Weil aus dem Mittelmeerraum wegen der dort herrschenden Kälte derzeit deutlich weniger Obst und Gemüse kommt, explodieren im Kalbacher Frischezentrum die Preise - zum Leidwesen von Verkäufern wie Zaida, Ajmal und Hikmet Farooq (von links). © Michael Faust

Viele Obst- und Gemüsesorten kosten in Frankfurt derzeit deutlich mehr als noch zu Jahresbeginn.

Frankfurt -Wer sich gut ernähren will, braucht derzeit tiefe Taschen. Obst und Gemüse sind gesund, günstig gibt es das meiste davon aktuell aber nicht. Ein Kilo Clementinen für fünf Euro, Tomaten für zehn Euro, Artischocken für vier Euro das Stück - auf Wochenmärkten wie vor dem Südbahnhof sind die Preise in schwindelerregende Höhen geklettert.
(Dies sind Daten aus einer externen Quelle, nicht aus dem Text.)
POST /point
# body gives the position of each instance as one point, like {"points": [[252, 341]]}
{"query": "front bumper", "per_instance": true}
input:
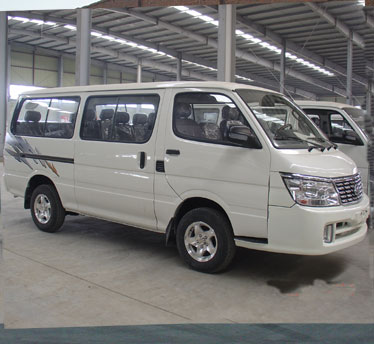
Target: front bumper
{"points": [[300, 230]]}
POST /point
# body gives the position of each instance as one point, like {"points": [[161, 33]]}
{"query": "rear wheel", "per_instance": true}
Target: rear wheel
{"points": [[46, 209], [205, 240]]}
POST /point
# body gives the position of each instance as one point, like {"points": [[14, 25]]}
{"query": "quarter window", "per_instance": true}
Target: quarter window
{"points": [[51, 117], [205, 117]]}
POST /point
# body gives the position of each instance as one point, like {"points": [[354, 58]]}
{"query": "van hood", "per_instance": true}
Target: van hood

Einige Kilometer weiter nördlich ist die Situation am Dienstagmorgen ähnlich. Im Frischezentrum in Kalbach verkaufen die Großhändler. Sie bestätigen den Eindruck vom Markt. Seit Jahresbeginn hätten die Preise angezogen, sagt Khurram Ayub vom Frucht-, Obst- und Gemüsehandel Farooq. „Vor allem Paprika, Gurken und Salat haben sich in den vergangenen Wochen verteuert“, berichtet er. In der vergangenen Woche hatte der Händler seine letzten Paprika verkauft. Da kostete die Fünf-Kilo-Kiste noch 30 Euro. „Dann mussten wir für 32 Euro nachkaufen. Inklusive Mehrwertsteuer“, klagt Ayub.
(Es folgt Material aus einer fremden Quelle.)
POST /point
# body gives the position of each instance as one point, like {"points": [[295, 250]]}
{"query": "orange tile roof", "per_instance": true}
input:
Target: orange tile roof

Teurere Waren aus dem Mittelmeerraum

Wie alle Gemüsesorten im Geschäft von Zaida Farooq kommen die Paprika aus Spanien. Gerade Erzeugnisse aus der Mittelmeerregion sind von der Preissteigerung betroffen. „Wenn wir nachfragen, wird das Wetter dort als Begründung genannt. Schwer zu beurteilen, ob das stimmt“, sagt der Händler.

Er ist nicht der einzige, der mit den hohen Preisen zu kämpfen hat. Auch Sodhi Singh von der Ralf Wisser GmbH kann einige Beispiele aufzählen. Die Schale Himbeeren aus Marokko, die vor einem Monat noch 2,80 Euro kostete, rangiert jetzt bei 3,90 Euro. Für holländischen Rosenkohl kletterte der Preis innerhalb von drei Wochen von 5,50 auf 8,05 Euro, und der Bio-Ingwer aus Peru kostet 25 Prozent mehr als zu Beginn des Jahres.
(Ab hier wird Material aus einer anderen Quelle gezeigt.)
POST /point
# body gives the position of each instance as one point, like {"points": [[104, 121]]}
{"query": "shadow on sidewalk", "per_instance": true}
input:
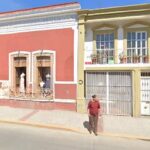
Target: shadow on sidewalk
{"points": [[87, 126]]}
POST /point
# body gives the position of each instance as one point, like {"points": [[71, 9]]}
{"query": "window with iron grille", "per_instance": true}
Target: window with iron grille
{"points": [[137, 47], [105, 46]]}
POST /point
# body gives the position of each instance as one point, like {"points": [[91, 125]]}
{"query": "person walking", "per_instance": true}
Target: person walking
{"points": [[93, 113]]}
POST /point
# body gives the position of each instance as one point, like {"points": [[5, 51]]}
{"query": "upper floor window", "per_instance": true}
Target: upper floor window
{"points": [[136, 47], [105, 46]]}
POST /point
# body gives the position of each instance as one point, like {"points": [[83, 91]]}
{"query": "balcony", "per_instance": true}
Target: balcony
{"points": [[96, 57]]}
Das Bundeslandwirtschaftsministerium führt die inflationäre Entwicklung auf die kühle Witterung in Spanien und Italien sowie begrenzte Erntemengen in Marokko und der Türkei zurück. Das sagte eine Sprecherin am Wochenende laut Medienberichten. Dadurch sei das Angebot verknappt. Hinzu kämen weniger Glashausproduktion in den Niederlanden und in Belgien aufgrund gestiegener Energiepreise und höhere Frachtkosten. Für Versorgungsengpässe wie in Großbritannien, wo viele Obst- und Gemüseregale derzeit leer stehen und Supermärkte die Waren rationieren, sieht das Bundesministerium aber keine Anzeichen.

Für die Händler bedeutet der Preisanstieg, dass sie weniger verkaufen. „Das merken wir schon“, sagt Anselm Baumgarten vom Obst- und Gemüsegroßhandel S. B. Frucht. Außerdem sei der Gewinn niedriger, da man die Verkaufspreise nicht im gleichen Maß erhöhen könne. „Wenn ich eine Kiste Kopfsalat für 15 Euro kaufe, kann ich die maximal für 16 Euro anbieten. Da bleibt nicht viel übrig“, rechnet auch Mehmet Coban vom Obst- und Gemüsehandel Kretschmer vor. Viele Leute meinten, dass die Händler die Preise ankurbelten. „Dabei haben wir nichts damit zu tun“, beteuert er.

Wie andere leidet er darunter, dass im Supermarkt teils weniger gezahlt werden muss als im Frischezentrum. Die großen Märkte profitieren von langfristigen Lieferverträgen. „Die haben einen Standardpreis für das ganze Jahr, bei uns ist er jedes Mal neu. Damit können wir nicht konkurrieren“, sagt Khurram Ayub.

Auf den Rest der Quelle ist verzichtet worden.